La seconda parte del programma riportava alla tradizione concertistica con la Sinfonia n.9 op.95 “Dal nuovo mondo” (1893) di Antonin Dvořák, composta dal musicista boemo a New York, dove era stato invitato a dirigere il locale Conservatorio di Musica. L’impianto classico europeo accoglie elementi e motivi della musica americana, che avevano suggestionato l’autore; da qui l’intestazione “Dal nuovo mondo”.
Juraj Valčuha ha offerto una lettura volta soprattutto a evidenziare i contenuti melodici dei quattro movimenti: ne hanno tratto beneficio i primi due, soprattutto il secondo (Largo), il cui celeberrimo tema, esposto dal corno inglese, ha potuto godere di un’ottima strumentista solista. La pulsione ritmica del terzo movimento, ispirata dalle danze popolari ceche, è risultata adeguatamente scandita, ma forse un poco contenuta sul piano della sonorità.
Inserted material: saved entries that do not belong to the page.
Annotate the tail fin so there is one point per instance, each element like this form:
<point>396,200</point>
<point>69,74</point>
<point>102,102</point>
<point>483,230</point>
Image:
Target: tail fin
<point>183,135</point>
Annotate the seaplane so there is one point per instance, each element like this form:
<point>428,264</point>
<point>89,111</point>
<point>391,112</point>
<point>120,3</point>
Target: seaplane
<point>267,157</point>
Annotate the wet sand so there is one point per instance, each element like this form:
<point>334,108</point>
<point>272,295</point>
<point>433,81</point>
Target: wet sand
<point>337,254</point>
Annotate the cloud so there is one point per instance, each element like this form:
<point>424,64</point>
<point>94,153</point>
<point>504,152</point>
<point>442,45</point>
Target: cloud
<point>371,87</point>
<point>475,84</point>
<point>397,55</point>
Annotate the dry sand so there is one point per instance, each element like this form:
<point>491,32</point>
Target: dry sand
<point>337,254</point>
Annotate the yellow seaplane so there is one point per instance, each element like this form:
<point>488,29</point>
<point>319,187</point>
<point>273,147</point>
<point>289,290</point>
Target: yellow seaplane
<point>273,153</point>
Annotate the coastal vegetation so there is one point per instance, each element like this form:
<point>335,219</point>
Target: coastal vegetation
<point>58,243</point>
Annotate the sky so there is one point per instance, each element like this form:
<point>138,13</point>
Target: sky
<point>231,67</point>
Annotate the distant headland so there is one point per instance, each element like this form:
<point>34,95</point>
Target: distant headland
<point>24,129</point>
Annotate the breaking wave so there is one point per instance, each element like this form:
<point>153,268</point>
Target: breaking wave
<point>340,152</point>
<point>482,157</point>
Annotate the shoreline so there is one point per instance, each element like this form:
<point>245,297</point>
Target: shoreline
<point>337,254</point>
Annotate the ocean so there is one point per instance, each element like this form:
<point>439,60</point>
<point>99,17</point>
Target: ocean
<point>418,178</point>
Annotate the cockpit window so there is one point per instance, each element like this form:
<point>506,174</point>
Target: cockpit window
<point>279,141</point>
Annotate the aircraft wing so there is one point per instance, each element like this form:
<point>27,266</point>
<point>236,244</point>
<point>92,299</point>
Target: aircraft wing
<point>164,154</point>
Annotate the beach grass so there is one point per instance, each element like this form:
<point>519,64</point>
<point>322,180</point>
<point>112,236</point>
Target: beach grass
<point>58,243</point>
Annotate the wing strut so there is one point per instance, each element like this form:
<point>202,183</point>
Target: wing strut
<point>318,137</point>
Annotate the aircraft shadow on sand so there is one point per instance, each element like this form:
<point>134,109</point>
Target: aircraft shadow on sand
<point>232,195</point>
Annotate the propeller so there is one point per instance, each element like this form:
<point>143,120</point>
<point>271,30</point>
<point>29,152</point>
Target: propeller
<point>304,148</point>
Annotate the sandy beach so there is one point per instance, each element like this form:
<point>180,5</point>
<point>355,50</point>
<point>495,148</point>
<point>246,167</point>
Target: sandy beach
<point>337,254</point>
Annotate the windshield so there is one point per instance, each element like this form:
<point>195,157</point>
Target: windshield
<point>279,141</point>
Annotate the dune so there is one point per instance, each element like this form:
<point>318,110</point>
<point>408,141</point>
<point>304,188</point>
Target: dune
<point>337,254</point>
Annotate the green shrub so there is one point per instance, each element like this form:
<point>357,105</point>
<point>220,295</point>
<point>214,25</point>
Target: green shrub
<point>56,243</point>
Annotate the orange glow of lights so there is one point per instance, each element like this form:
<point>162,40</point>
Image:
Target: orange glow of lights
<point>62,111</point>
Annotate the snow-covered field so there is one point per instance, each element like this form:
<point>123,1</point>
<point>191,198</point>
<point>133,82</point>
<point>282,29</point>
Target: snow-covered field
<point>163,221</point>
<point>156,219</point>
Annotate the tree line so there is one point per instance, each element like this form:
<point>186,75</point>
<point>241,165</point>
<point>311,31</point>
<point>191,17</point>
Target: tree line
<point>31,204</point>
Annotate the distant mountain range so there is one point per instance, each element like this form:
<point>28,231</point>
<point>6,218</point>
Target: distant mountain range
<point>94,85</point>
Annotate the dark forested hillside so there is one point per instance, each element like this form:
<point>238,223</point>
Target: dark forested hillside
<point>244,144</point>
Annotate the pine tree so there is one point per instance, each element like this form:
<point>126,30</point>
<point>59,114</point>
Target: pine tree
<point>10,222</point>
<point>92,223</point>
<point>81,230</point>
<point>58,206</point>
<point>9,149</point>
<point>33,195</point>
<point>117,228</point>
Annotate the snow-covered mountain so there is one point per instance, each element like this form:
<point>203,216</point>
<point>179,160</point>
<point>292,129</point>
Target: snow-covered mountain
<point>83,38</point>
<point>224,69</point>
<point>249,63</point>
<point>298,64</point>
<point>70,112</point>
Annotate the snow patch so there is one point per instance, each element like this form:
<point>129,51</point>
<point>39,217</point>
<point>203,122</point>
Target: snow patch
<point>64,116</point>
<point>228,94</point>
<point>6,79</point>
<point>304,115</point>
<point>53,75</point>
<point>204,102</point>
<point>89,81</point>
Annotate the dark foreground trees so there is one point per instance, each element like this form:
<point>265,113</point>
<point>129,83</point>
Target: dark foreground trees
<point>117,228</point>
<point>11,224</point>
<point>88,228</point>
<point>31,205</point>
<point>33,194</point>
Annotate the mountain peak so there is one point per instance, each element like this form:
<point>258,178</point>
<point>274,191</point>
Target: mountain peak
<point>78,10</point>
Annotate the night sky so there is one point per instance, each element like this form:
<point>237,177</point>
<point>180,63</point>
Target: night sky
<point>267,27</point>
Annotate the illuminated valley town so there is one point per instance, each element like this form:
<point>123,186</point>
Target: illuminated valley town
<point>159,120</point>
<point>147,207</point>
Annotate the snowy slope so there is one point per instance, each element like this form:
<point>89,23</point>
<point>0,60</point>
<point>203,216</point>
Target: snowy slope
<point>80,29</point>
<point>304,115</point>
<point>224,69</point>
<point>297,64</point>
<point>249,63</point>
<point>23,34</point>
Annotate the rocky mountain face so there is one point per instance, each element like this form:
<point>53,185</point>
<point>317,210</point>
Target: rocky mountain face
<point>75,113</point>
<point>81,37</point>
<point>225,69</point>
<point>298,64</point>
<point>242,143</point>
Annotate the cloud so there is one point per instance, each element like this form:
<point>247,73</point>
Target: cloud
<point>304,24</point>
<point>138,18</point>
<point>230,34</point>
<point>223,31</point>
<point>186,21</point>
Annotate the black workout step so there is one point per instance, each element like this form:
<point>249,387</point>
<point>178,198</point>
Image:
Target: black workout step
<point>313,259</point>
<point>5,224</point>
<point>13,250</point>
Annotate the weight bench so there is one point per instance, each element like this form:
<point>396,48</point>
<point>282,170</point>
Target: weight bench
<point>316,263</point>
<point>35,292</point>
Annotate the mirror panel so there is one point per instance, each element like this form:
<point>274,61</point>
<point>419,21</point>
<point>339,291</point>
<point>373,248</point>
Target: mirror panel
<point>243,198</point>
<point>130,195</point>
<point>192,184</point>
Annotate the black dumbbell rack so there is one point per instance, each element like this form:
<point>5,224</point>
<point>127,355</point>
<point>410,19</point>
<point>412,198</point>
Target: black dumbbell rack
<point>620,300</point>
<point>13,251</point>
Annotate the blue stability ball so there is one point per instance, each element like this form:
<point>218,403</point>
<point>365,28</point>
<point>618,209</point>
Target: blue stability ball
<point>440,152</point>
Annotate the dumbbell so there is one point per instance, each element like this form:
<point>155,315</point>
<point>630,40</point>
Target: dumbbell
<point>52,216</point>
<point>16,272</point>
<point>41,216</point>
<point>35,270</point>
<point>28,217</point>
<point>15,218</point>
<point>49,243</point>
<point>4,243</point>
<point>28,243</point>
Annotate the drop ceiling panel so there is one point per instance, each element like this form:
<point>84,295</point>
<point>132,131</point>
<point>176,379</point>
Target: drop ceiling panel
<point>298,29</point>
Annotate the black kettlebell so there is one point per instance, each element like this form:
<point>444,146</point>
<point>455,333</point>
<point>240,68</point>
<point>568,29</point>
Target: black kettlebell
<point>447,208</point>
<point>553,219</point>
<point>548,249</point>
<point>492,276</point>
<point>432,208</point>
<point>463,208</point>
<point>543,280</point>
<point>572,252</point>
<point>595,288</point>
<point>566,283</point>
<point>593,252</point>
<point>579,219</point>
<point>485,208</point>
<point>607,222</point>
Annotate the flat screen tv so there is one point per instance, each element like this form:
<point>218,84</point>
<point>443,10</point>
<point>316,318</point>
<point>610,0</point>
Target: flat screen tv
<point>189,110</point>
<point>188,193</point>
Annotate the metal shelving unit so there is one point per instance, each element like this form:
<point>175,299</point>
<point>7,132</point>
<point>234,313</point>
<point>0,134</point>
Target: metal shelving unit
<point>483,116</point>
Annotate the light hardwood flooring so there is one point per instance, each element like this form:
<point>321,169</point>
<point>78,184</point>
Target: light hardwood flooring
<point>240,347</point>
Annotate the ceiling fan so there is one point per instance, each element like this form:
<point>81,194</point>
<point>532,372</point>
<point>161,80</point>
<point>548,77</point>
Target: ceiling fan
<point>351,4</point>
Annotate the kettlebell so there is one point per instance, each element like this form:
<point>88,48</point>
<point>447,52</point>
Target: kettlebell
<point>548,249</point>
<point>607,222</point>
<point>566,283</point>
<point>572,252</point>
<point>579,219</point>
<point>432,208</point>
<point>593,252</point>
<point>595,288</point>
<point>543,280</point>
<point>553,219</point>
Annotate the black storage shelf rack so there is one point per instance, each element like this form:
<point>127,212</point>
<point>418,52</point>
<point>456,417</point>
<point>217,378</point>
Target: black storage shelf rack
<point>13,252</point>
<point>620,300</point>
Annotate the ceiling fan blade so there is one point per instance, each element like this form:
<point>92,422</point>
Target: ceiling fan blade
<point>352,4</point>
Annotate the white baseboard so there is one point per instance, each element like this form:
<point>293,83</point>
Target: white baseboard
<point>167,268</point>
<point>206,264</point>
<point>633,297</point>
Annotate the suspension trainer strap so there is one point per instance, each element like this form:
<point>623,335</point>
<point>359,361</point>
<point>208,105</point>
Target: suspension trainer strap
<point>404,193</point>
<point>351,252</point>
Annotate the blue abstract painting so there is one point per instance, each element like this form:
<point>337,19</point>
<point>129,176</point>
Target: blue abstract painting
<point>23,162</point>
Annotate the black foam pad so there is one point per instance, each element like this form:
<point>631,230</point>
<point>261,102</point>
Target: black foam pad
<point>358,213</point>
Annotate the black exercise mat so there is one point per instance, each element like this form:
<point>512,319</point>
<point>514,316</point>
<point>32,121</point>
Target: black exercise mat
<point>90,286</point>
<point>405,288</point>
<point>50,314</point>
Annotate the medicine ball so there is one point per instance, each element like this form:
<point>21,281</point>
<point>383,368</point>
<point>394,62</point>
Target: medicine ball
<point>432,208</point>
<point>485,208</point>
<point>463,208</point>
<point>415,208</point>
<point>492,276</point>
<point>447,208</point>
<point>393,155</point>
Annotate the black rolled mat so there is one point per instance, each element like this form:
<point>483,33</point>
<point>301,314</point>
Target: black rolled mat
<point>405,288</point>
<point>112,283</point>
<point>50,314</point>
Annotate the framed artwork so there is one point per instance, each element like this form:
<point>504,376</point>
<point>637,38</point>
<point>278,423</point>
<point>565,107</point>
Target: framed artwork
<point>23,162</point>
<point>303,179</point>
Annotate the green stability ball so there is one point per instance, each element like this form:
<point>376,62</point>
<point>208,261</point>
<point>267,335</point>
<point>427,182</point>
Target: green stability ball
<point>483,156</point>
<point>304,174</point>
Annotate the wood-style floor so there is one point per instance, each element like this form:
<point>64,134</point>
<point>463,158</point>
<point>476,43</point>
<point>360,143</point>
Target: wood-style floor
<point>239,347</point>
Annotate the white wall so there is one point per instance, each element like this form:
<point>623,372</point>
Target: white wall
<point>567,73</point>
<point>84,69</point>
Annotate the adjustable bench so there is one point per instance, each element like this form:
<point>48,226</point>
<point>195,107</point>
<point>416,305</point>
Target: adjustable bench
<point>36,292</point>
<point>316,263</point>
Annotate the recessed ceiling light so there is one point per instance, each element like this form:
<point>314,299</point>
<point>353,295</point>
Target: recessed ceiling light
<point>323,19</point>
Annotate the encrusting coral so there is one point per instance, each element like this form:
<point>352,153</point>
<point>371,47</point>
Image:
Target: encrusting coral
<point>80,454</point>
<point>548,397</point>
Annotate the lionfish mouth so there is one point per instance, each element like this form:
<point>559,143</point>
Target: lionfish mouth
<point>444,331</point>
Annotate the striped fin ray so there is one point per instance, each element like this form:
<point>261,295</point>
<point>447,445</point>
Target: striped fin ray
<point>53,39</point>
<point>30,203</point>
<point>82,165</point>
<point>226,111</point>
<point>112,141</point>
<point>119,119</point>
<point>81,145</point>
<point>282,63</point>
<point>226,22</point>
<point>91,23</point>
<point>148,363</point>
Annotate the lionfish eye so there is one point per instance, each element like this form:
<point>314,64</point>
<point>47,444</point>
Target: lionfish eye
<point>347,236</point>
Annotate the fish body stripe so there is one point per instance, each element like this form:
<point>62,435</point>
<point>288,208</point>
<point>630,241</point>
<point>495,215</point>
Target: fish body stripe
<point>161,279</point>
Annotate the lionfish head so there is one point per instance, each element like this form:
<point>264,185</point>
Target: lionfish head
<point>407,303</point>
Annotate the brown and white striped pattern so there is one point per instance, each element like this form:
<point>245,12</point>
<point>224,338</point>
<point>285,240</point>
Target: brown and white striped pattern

Idem dicasi del conclusivo Allegro con fuoco, in cui del maestoso tema finale si è sentito bene l’Allegro, un po’ meno il fuoco!
Prossimi appuntamenti del Settembre: venerdì 15 l’orchestra barocca Frau Musika presenta otto Concerti per strumenti vari di Antonio Vivaldi; sabato 16 la Royal Philharmoc Orchestra (dir. Vasilij Petrenko, Julia Fischer violino) esegue opere di Musorgskij, Čajkovskij e Rachmaninov; martedì 19 l’Orchestra Italiana del Cinema diretta da Leonardo Benini suona pagine di Morricone, Rota, Piovani, Bacalov e altri; giovedì 21 settembre la Baltic Sea Philharmonic (Kristjan Jārvi dir.e pf.) propone pagine di Rautavaara, Grieg, Pārt, Jārvi e Stravinskij. Tutti i concerti iniziano alle 20.30. r.c.